Agora considere a cultura do cancelamento, algo muito comum no meio das mídias sociais. É algo experimentado por alguém que falou algo considerado errado pela maioria e recebe inúmeras críticas. É como um “linchamento” virtual: colocar em uma só pessoa a responsabilidade por todo um estado de desordem. Em uma sociedade evoluída, o linchamento é visto como algo primitivo, temerário e irracional. Mas a mesma lógica do linchamento pode acontecer até mesmo no dia a dia, quando se descarrega em alguém uma violência que não se contém. Pode nem sempre ser através de violência física, mas também com palavras. Apenas se deseja livrar-se da culpa em um bode expiatório, escolhendo um culpado para toda a situação.

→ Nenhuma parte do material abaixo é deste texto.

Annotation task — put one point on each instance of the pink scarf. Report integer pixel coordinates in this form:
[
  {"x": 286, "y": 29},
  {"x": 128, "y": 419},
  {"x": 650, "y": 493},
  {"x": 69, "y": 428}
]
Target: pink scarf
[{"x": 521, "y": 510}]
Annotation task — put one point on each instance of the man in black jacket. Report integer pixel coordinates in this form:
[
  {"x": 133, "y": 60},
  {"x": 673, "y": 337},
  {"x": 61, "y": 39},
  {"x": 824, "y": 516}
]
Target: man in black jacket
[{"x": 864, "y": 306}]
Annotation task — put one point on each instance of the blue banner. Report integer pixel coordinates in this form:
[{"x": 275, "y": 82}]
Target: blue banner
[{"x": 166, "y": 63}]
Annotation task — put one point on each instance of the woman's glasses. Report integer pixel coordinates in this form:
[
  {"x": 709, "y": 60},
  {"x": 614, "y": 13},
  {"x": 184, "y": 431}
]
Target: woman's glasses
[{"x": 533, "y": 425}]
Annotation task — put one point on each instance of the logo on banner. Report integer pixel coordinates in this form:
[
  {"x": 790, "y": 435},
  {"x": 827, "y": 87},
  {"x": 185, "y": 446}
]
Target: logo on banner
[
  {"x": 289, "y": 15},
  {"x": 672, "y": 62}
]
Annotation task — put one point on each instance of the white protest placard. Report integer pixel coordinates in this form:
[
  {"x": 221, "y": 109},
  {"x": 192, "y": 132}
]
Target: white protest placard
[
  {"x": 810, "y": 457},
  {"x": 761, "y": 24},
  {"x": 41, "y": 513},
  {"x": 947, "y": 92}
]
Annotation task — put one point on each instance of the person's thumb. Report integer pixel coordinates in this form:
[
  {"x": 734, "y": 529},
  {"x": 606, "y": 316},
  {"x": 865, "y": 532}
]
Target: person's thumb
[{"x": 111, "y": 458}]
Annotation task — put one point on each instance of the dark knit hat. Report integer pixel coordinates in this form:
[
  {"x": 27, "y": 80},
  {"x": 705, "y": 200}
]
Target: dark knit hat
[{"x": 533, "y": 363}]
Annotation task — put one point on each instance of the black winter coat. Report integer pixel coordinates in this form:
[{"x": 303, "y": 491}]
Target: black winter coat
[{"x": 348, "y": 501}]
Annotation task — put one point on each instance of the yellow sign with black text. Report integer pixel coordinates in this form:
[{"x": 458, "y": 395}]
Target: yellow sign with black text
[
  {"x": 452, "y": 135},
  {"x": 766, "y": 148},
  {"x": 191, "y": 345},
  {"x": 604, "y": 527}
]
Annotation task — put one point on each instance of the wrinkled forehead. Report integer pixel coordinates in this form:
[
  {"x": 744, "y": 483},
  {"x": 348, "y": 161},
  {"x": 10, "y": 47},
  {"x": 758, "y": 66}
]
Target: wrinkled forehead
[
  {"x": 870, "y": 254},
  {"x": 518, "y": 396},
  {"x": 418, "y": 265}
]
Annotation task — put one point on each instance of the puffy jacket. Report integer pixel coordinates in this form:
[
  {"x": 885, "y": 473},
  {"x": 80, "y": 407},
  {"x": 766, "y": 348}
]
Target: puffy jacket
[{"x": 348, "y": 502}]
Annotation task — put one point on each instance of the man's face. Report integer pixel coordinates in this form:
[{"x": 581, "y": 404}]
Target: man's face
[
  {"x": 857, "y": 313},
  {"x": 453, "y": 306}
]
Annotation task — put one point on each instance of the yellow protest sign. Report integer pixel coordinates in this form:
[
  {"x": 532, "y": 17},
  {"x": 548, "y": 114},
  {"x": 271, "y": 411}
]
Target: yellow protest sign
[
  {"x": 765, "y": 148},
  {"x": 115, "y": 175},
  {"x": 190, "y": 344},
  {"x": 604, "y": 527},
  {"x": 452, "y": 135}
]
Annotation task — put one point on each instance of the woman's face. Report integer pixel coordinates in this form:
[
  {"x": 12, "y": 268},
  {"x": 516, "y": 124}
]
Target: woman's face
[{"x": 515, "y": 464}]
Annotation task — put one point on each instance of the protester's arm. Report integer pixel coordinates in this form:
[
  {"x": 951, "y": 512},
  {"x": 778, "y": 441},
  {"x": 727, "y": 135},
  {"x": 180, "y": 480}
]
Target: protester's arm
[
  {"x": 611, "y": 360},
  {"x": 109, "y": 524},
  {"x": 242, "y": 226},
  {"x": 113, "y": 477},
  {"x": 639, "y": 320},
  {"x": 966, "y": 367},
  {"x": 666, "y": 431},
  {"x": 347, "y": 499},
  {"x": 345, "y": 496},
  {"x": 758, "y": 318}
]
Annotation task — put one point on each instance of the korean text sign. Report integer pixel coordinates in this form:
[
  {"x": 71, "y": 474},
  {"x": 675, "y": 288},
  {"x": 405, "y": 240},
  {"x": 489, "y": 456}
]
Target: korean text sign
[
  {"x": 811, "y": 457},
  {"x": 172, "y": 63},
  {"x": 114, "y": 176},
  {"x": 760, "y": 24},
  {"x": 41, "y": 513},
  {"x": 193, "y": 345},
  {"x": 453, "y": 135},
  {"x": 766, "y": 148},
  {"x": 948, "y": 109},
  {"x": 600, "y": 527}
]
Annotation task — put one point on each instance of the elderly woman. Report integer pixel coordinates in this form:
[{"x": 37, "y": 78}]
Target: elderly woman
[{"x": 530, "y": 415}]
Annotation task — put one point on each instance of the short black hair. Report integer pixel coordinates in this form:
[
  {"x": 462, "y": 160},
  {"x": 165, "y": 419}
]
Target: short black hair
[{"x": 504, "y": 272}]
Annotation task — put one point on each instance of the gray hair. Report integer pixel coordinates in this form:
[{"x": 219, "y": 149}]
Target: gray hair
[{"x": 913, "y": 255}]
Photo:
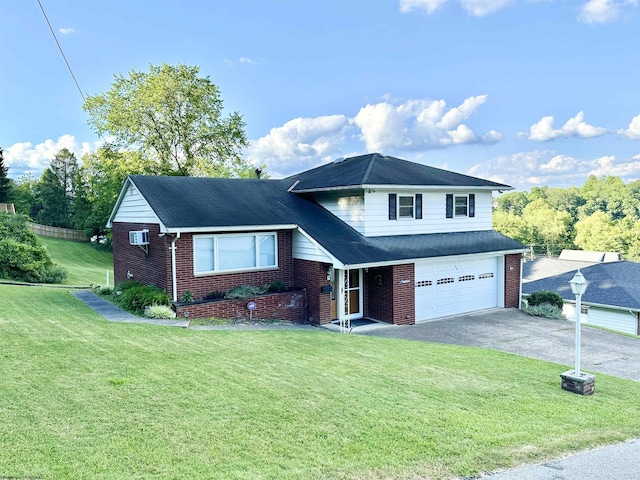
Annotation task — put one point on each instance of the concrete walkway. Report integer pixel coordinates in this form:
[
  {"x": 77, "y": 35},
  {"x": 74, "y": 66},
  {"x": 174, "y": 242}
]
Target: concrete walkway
[{"x": 115, "y": 314}]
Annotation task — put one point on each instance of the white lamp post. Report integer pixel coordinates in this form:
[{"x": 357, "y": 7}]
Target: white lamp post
[{"x": 578, "y": 287}]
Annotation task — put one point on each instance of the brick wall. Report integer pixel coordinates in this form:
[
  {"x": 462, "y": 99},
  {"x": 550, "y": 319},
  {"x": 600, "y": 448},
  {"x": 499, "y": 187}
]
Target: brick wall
[
  {"x": 289, "y": 306},
  {"x": 312, "y": 276},
  {"x": 378, "y": 294},
  {"x": 404, "y": 294},
  {"x": 152, "y": 268},
  {"x": 512, "y": 265}
]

O cancelamento, com sua “cultura de gado”, tenta juntar pessoas para si, contaminando e contagiando outras pessoas. Mais terrível do que a pandemia que corrói o corpo é esta pandemia que corrói a alma e nos faz gigantescamente violentos enquanto achamos que estamos defendendo algo publicamente.
Frequentemente não se enxerga o que está por trás da cultura de cancelamento: os atos e afeições religiosos. Ela reproduz um contágio em grupo que se alastra rapidamente, através de uma pequena fofoca de alguém que não gostamos, por exemplo. Essa lógica é demoníaca pois não percebe a busca pela paz de um jeito errado, descarregando a violência.
Qual a relação entre o declínio da amizade e a cultura do cancelamento? Sendo as amizades definidas pela utilidade ou pela afinidade, e entendendo que os cancelamentos se justificam com justiça própria, falta consciência de que todos somos quebrados.
Jesus é o exemplo maior de amizade não baseada em utilidade ou afinidade, dando sua vida por homens maus, e não por homens equilibrados e virtuosos. É isso que nos causa espanto, que nos escandaliza. Jesus nos salva sendo nós pessoas quebradas. Ele sabia que seus amigos não eram virtuosos. A questão não é se você possui amigos úteis ou que dão prazer, mas se você possui consciência de que eles são quebrados assim como você, que ora vão te negar ou te trair.
Por fim, Jesus revela o aspecto religioso da cultura do cancelamento quando ele mesmo se submete ao mecanismo da violência de uma multidão que, sabendo que ele era inocente, escolheu salvar o bandido, chamando Jesus de inimigo. Jesus, por sua vez, salva seus amigos, ainda que estes sejam os verdadeiros bandidos.